Sampai bulan Mei 2007, aliran modal asing yang masuk tersebut terus meningkat jumlahnya hingga mencapai sekitar 17 miliar dolar AS. Dana tersebut ditempatkan ke berbagai outlet rupiah seperti SBI, SUN, dan pasar saham. Derasnya aliran dana itu seolah menggedor kesadaran kita pada pengalaman saat krisis lalu. Penarikan dana besar-besaran saat itu kemudian menimbulkan gejolak dengan dampak penularan yang sangat menekan pasar uang dan ekonomi nasional. Kalau ada perilaku "membebek" saat aliran dana tersebut masuk maka perilaku serupa juga akan terjadi saat dana itu keluar.

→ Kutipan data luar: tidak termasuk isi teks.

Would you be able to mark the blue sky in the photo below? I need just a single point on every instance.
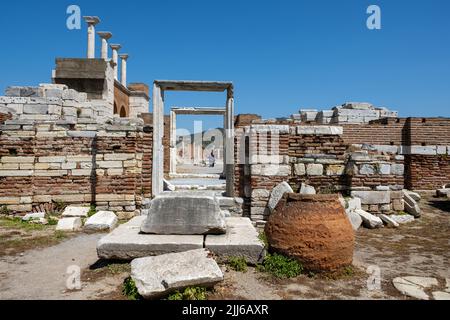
(281, 55)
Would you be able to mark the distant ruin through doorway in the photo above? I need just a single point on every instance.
(159, 89)
(196, 153)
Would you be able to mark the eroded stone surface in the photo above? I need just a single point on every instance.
(72, 211)
(158, 276)
(277, 194)
(127, 243)
(415, 286)
(69, 224)
(102, 220)
(241, 240)
(185, 213)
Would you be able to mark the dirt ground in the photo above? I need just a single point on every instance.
(38, 269)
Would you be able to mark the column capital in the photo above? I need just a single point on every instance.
(92, 21)
(116, 47)
(105, 35)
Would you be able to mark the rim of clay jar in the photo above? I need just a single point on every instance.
(311, 197)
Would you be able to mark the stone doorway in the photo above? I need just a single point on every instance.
(159, 89)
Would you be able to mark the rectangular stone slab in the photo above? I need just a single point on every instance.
(127, 243)
(241, 240)
(185, 213)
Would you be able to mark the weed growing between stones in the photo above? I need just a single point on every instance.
(280, 266)
(238, 264)
(189, 294)
(130, 289)
(263, 237)
(92, 211)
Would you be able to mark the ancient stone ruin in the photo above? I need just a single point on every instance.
(91, 139)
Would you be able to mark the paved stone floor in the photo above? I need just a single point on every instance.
(418, 249)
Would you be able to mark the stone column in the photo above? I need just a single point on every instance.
(116, 48)
(229, 162)
(158, 134)
(123, 74)
(105, 37)
(92, 22)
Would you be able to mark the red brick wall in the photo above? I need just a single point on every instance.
(427, 172)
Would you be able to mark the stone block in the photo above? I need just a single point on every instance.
(372, 197)
(277, 194)
(35, 109)
(241, 240)
(186, 213)
(370, 221)
(69, 224)
(101, 221)
(17, 159)
(158, 276)
(127, 243)
(300, 169)
(76, 212)
(314, 169)
(109, 164)
(335, 170)
(260, 193)
(398, 169)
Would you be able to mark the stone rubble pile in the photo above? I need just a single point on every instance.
(347, 113)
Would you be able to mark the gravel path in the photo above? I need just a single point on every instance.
(42, 274)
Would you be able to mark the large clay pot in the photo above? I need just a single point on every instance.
(314, 230)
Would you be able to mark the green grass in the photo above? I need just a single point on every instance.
(130, 289)
(17, 223)
(189, 294)
(280, 266)
(238, 264)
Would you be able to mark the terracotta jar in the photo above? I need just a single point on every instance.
(314, 230)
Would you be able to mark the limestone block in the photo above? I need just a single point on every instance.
(20, 207)
(50, 173)
(16, 173)
(260, 193)
(277, 194)
(35, 109)
(367, 169)
(9, 200)
(60, 159)
(76, 212)
(115, 172)
(109, 164)
(101, 221)
(69, 224)
(300, 169)
(398, 169)
(355, 219)
(186, 213)
(81, 172)
(127, 243)
(335, 170)
(372, 197)
(158, 276)
(271, 170)
(241, 240)
(17, 159)
(411, 205)
(314, 169)
(389, 221)
(370, 221)
(306, 189)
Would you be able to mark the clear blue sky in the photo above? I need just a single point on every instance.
(281, 55)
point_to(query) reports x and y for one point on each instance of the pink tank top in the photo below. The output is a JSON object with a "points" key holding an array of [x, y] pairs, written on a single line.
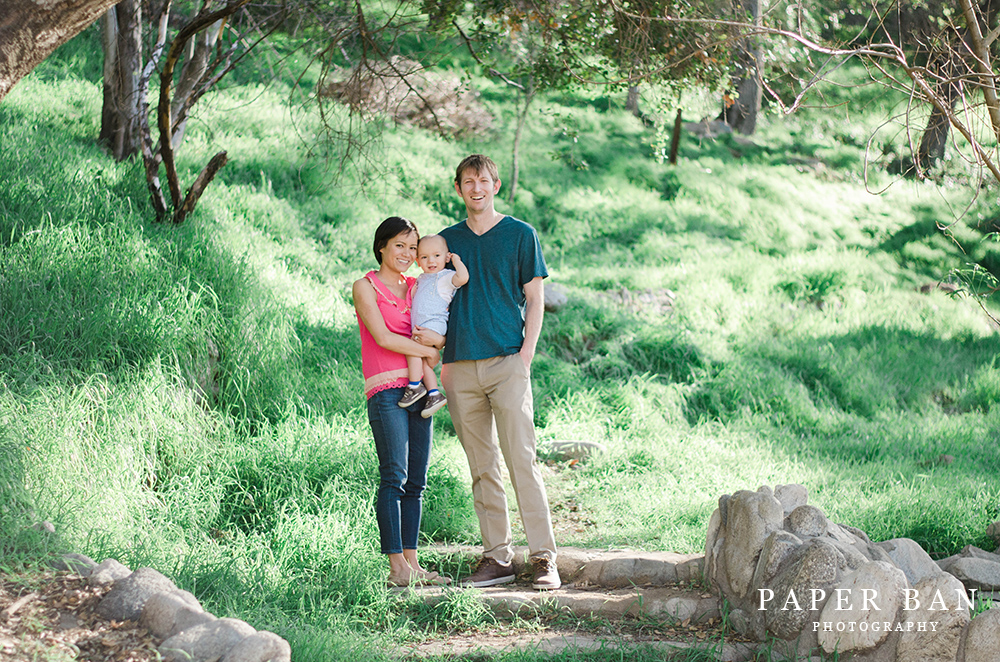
{"points": [[384, 369]]}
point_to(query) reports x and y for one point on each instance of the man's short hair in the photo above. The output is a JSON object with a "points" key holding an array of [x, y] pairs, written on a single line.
{"points": [[479, 163]]}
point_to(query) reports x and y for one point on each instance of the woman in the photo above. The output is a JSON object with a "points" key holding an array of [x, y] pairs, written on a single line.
{"points": [[402, 436]]}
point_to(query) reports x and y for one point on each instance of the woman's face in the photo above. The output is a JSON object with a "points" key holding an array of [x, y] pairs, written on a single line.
{"points": [[400, 252]]}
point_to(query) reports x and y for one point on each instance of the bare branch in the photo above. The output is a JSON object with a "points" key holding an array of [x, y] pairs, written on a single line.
{"points": [[982, 58]]}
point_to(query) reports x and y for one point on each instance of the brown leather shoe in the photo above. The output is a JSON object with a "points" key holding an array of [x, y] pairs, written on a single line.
{"points": [[489, 572], [545, 576]]}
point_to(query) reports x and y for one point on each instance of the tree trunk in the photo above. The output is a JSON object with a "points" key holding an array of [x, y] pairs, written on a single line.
{"points": [[122, 41], [529, 95], [741, 112], [31, 29], [191, 76], [935, 136]]}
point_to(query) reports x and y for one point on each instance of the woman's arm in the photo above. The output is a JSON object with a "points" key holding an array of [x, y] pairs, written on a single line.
{"points": [[425, 336], [367, 306]]}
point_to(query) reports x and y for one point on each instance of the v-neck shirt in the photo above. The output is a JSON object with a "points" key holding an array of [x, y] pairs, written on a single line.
{"points": [[486, 317]]}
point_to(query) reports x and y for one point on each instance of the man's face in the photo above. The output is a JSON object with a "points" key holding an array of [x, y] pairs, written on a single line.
{"points": [[477, 190], [432, 255]]}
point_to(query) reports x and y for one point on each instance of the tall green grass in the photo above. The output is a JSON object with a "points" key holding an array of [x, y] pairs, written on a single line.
{"points": [[191, 398]]}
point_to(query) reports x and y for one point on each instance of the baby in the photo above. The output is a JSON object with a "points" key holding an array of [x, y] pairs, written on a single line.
{"points": [[435, 289]]}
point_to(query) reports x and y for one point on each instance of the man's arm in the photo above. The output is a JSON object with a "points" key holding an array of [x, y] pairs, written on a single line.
{"points": [[534, 310]]}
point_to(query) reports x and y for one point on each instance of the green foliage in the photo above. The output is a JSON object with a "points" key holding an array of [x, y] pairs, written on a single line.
{"points": [[191, 397]]}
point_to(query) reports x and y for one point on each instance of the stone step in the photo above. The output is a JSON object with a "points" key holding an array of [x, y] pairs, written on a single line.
{"points": [[603, 568], [604, 584], [667, 604], [478, 646]]}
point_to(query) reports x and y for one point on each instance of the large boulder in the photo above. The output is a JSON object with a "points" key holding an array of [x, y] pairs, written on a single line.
{"points": [[812, 587], [124, 602]]}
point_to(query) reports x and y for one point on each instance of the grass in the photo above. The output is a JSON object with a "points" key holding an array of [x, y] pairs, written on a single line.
{"points": [[190, 398]]}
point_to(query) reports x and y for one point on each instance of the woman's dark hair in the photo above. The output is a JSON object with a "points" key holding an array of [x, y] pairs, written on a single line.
{"points": [[389, 228]]}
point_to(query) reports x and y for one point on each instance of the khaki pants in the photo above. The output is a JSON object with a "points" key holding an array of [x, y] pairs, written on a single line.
{"points": [[479, 393]]}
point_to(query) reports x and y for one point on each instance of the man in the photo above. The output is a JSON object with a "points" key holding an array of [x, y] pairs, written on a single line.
{"points": [[493, 331]]}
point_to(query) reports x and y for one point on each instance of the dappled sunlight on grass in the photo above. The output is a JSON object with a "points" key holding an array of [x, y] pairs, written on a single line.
{"points": [[191, 397]]}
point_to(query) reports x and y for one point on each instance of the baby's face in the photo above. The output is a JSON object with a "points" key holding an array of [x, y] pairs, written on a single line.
{"points": [[432, 254]]}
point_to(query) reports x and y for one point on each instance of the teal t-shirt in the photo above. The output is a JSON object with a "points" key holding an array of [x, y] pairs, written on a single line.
{"points": [[487, 313]]}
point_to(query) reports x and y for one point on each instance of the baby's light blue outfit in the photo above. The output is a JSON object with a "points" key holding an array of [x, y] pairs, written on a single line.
{"points": [[431, 300]]}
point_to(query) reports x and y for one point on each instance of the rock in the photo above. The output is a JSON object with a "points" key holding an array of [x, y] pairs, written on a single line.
{"points": [[807, 521], [940, 643], [564, 451], [713, 547], [910, 557], [977, 573], [206, 642], [880, 581], [631, 571], [261, 647], [166, 614], [982, 640], [555, 297], [778, 546], [852, 557], [124, 602], [751, 518], [108, 572], [813, 566], [78, 563], [791, 496]]}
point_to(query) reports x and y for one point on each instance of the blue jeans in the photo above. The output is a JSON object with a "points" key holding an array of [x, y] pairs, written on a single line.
{"points": [[403, 445]]}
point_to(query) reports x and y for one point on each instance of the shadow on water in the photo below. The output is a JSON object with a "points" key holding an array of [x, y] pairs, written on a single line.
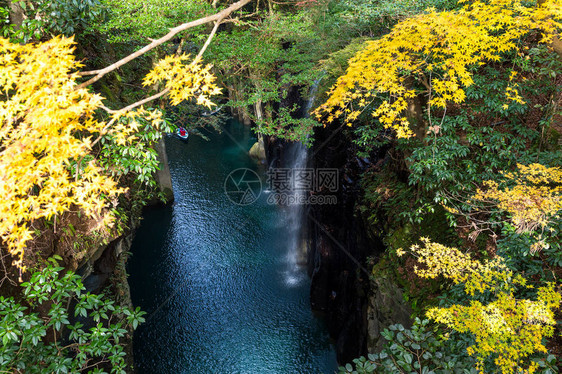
{"points": [[212, 275]]}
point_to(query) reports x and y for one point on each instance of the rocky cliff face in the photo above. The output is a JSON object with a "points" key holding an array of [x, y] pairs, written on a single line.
{"points": [[357, 304], [339, 247]]}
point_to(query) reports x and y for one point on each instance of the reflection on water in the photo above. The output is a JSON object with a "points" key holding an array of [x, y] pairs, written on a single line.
{"points": [[222, 291]]}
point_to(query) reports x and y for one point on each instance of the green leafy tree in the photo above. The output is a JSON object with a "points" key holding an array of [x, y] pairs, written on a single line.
{"points": [[60, 328]]}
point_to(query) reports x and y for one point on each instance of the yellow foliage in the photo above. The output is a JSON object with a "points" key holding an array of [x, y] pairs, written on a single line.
{"points": [[47, 129], [184, 80], [533, 197], [507, 329], [46, 124], [437, 49]]}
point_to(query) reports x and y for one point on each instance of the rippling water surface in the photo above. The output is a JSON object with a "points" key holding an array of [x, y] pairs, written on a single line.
{"points": [[218, 283]]}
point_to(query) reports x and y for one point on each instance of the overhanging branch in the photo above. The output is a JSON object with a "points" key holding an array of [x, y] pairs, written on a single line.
{"points": [[201, 21]]}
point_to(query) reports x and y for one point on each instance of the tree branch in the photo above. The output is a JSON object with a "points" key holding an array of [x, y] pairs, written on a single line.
{"points": [[201, 21]]}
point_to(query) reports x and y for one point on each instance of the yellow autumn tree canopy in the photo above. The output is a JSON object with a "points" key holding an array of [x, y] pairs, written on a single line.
{"points": [[48, 127], [533, 196], [438, 50], [507, 329]]}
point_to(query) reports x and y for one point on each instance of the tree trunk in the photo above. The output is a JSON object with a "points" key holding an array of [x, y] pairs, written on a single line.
{"points": [[16, 14]]}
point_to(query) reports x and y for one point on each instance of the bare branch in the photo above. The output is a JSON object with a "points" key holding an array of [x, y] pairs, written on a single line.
{"points": [[138, 103], [208, 41], [201, 21]]}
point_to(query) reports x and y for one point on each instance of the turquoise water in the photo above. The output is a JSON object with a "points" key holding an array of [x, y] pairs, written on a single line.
{"points": [[216, 279]]}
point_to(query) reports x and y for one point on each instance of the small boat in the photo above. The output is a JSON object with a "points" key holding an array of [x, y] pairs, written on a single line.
{"points": [[182, 134], [207, 114]]}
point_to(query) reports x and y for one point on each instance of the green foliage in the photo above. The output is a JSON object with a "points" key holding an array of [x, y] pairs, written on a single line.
{"points": [[138, 158], [138, 20], [416, 350], [50, 18], [59, 328]]}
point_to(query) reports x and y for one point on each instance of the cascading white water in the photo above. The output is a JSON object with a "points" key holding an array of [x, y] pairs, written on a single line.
{"points": [[297, 160]]}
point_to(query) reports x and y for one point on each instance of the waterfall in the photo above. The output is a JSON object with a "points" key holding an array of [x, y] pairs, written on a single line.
{"points": [[296, 159]]}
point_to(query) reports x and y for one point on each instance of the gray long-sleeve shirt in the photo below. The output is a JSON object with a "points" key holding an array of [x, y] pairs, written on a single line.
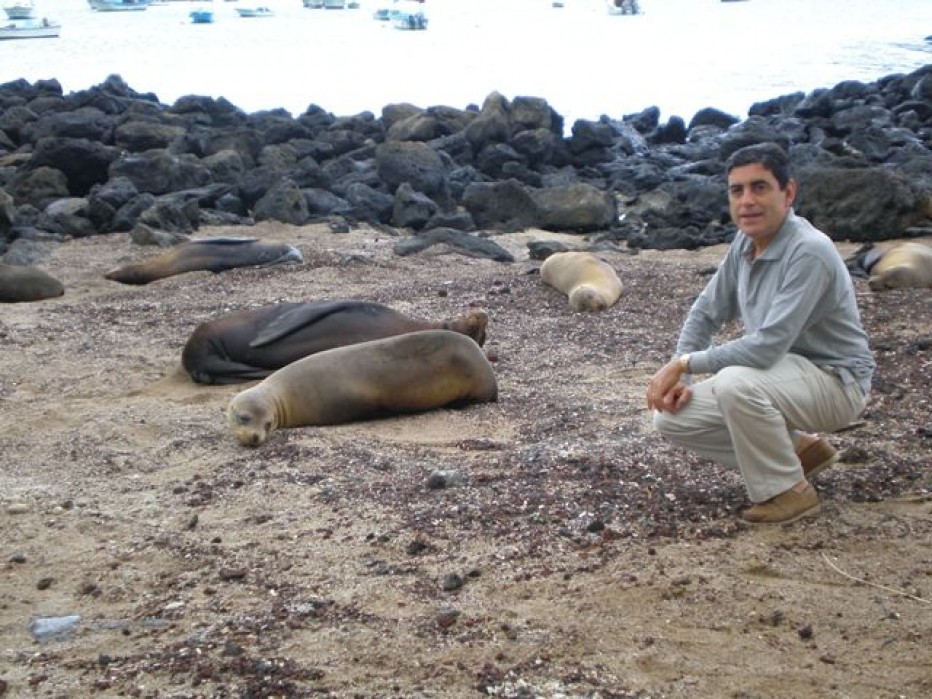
{"points": [[795, 298]]}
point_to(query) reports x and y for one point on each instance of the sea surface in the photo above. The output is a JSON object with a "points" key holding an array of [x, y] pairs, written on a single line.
{"points": [[678, 55]]}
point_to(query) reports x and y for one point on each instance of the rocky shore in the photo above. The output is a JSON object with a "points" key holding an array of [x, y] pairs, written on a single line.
{"points": [[545, 545], [110, 159]]}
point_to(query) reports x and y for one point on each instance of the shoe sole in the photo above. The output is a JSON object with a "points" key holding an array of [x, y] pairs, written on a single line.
{"points": [[814, 510]]}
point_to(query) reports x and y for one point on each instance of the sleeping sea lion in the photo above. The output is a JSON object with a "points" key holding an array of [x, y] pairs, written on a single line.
{"points": [[590, 283], [19, 284], [407, 373], [209, 254], [252, 344], [902, 266]]}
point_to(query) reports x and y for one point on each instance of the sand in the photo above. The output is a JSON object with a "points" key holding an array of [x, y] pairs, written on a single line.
{"points": [[546, 545]]}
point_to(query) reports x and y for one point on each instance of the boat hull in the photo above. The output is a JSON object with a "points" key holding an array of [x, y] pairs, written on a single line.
{"points": [[119, 5], [30, 29]]}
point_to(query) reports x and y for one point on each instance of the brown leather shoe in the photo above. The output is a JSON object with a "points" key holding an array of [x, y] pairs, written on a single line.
{"points": [[817, 457], [786, 507]]}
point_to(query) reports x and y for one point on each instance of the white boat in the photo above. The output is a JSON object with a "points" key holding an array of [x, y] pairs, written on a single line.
{"points": [[254, 12], [118, 5], [623, 7], [30, 29], [23, 9], [202, 16], [408, 15]]}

World Bank dalam laporannya, ''Addressing the Social Impact of the Crisis in Indonesia 1998'', menulis bahwa perubahan aliran dana luar negeri swasta di Indonesia berjumlah sekitar 22 miliar dolar AS selama setahun, dari aliran masuk 12 miliar dolar AS pada 1997 menjadi aliran keluar 10 miliar dolar AS pada 1998. Leo Gough dalam bukunya Asia Meltdown mengatakan bahwa Asia, yang semula diharapkan menjadi miracle, dalam waktu singkat berubah menjadi chaos, krisis, atau meltdown.

Modal asing yang saat itu dielu-elukan sebagai sumber pertumbuhan ekonomi, dalam sekejap berubah menjadi sumber krisis multidimensi. Kitapun teringat lirik lagu "Benci Tapi Rindu" yang didendangkan Diana Nasution. Kau datang dan pergi/Sesuka hatimu /Oh... kejamnya dikau/ Teganya dikau padaku."

Akankah berulang?
Masuknya aliran modal ke kawasan regional saat ini dipengaruhi oleh masih berlangsungnya kelebihan likuiditas global dan menariknya imbal hasil investasi di kawasan regional. Sementara di sisi domestik, kita melihat bahwa berlanjutnya perbaikan fundamental perekonomian menjadi faktor penting dalam menarik masuknya modal asing tersebut yang pada gilirannya mendukung penguatan nilai tukar rupiah.

Belajar dari pengalaman krisis, derasnya arus modal asing tersebut perlu kita cermati secara seksama. Hal ini agar kita dapat mempersiapkan langkah-langkah yang diperlukan guna mencegah terulangnya krisis serupa. Langkah pertama yang perlu dilakukan adalah mengingat kembali, mengapa pada tahun 1997 lalu terjadi pembalikan modal secara tiba-tiba. Untuk itu, marilah kita membandingkan berbagai indikator ekonomi utama saat ini dengan saat tahun 1997 lalu.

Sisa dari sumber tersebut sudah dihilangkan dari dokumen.